Une institution qui dev(r)ait disparaître

François Hollande comme Emmanuel Macron avaient promis de supprimer la CJR. L’actuel président de la République précisait, en 2018 pour l’ouverture solennelle de la Cour de Cassation, que “la Cour de justice de la République ne (remplissait) plus la fonction essentielle de traiter de la responsabilité des ministres”. Six mois plus tôt, il estimait que “les ministres (devaient) devenir comptables des actes accomplis dans leurs fonctions ordinaires”.

Malgré les intentions, la suppression de la CJR demeure complexe. En effet, elle nécessite une modification de la Constitution, votée dans les mêmes termes par le Sénat et l’Assemblée puis par au moins trois cinquièmes des parlementaires réunis en Congrès à Versailles.

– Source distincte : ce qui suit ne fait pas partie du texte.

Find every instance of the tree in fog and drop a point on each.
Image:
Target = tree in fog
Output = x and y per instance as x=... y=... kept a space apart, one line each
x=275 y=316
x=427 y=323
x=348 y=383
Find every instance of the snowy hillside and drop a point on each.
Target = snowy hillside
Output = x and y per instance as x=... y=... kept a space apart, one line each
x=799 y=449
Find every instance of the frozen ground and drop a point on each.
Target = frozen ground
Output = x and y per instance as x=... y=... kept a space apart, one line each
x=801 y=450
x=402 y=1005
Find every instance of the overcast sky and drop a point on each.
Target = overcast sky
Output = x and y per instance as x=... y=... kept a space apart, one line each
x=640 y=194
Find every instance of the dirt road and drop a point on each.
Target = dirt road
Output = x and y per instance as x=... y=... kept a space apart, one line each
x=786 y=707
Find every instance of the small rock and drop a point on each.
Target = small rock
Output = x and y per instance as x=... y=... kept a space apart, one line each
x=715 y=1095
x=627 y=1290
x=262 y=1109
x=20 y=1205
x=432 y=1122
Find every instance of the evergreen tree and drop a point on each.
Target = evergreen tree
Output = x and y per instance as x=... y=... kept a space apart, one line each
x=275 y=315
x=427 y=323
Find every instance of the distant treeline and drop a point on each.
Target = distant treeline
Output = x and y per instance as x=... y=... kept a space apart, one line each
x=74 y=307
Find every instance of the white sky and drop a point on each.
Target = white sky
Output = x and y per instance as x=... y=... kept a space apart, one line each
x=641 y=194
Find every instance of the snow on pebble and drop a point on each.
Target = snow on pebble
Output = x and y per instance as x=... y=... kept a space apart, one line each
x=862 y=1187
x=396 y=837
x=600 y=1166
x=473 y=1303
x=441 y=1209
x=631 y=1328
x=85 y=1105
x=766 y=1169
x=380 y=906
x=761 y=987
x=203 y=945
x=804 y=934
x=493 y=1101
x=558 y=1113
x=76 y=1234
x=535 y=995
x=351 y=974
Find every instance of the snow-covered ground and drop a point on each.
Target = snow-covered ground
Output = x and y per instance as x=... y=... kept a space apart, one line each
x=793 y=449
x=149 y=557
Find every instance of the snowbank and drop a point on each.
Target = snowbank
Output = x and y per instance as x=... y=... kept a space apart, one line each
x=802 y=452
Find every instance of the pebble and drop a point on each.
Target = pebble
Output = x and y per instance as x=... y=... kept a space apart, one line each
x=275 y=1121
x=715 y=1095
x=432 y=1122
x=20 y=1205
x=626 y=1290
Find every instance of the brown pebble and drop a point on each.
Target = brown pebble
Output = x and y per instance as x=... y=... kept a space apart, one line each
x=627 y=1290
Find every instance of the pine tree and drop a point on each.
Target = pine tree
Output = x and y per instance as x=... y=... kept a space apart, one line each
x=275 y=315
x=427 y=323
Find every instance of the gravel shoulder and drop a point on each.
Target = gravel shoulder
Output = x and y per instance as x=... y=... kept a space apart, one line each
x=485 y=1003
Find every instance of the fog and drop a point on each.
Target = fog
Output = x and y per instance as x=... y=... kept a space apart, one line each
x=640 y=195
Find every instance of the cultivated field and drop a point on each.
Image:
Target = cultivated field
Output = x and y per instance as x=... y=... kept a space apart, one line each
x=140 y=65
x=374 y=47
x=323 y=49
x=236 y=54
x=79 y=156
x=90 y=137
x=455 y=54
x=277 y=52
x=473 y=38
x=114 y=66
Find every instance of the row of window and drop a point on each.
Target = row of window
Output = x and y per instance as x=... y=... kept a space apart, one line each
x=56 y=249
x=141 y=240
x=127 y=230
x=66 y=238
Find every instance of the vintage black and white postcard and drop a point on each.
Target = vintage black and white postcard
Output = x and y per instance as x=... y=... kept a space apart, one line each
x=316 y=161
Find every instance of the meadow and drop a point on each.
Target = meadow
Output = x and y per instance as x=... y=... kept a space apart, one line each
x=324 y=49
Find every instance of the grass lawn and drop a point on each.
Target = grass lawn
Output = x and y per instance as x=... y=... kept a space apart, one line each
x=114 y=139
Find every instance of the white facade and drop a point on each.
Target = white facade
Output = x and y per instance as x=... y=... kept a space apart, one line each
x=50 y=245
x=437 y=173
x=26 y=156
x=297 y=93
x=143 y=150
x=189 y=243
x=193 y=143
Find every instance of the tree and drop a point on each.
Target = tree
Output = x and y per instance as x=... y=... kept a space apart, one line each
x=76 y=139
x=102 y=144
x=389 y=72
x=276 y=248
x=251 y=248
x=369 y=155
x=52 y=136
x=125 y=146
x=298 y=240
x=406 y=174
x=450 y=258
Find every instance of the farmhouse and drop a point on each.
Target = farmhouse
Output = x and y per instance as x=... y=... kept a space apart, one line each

En juillet 2019, la professeure de droit public, Cécile Guérin-Bargues, estimait dans une tribune publié dans Le Monde, que “l’existence même de la Cour de justice de la République (devait) être remise en question”.

Enfin, un article du projet de révision constitutionnelle d’août 2019 prévoyait que "les membres du gouvernement" soient "responsables, dans les conditions de droit commun, des actes qui ne se rattachent pas directement à l’exercice de leurs attributions, y compris lorsqu’ils ont été accomplis à l’occasion de l’exercice de leurs fonctions ". Le texte précisait que "leur responsabilité ne peut être mise en cause à raison de leur inaction que si le choix de ne pas agir leur est directement et personnellement imputable". Les membres du gouvernement seraient, le cas échéant, "poursuivis et jugés devant les formations compétentes, composées de magistrats professionnels, de la Cour d’appel de Paris”. Pour l'heure, la CJR demeure et continue de faire débat.